In the case of an aldehyde, two weak absorptions due to C–H stretching of the aldehyde proton may be spotted, one in the region 2900–2700 cm−1 and the other close to 2720 cm−1. The aldehyde proton gives a characteristic signal in the 1H nmr in the region 9.4–10.5 ppm. If the aldehyde group is linked to a carbon bearing a hydrogen, coupling will take place, typically with a small coupling constant of about 3 Hz. Indications of an aldehyde or ketone can be obtained indirectly from the 1H nmr by the chemical shifts of neighboring groups. For example, the methyl signal of a methyl ketone appears at 2.2 ppm as a singlet.

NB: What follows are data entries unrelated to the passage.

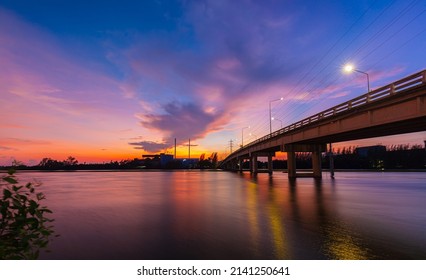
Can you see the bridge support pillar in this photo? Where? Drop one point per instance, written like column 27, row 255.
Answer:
column 315, row 149
column 270, row 167
column 316, row 164
column 291, row 164
column 253, row 163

The carbonyl carbon can be spotted as a quaternary signal in the 13C nmr spec-trum in the region 200–205 ppm for aliphatic aldehydes and 205–218 ppm for aliphatic ketones. The corresponding regions for aromatic aldehydes and ketones are 190–194 ppm and 196–199 respectively.
The mass spectra of aldehydes and ketones often show fragmentation ions resulting from bond cleavage on either side of the carbonyl group (α-cleavage). Aromatic aldehydes and ketones generally fragment to give a strong peak at m/e 105 due to the benzoyl fragmentation ion [PhC=O]+.
The carbonyl groups of saturated aldehydes and ketones give a weak absorp-tion band in their uv spectra between 270 and 300 nm. This band is shifted to longer wavelengths (300–350 nm) when the carbonyl group is conjugated with a double bond. The exact position of the uv absorption band can be useful in the structure determination of conjugated aldehydes and ketones.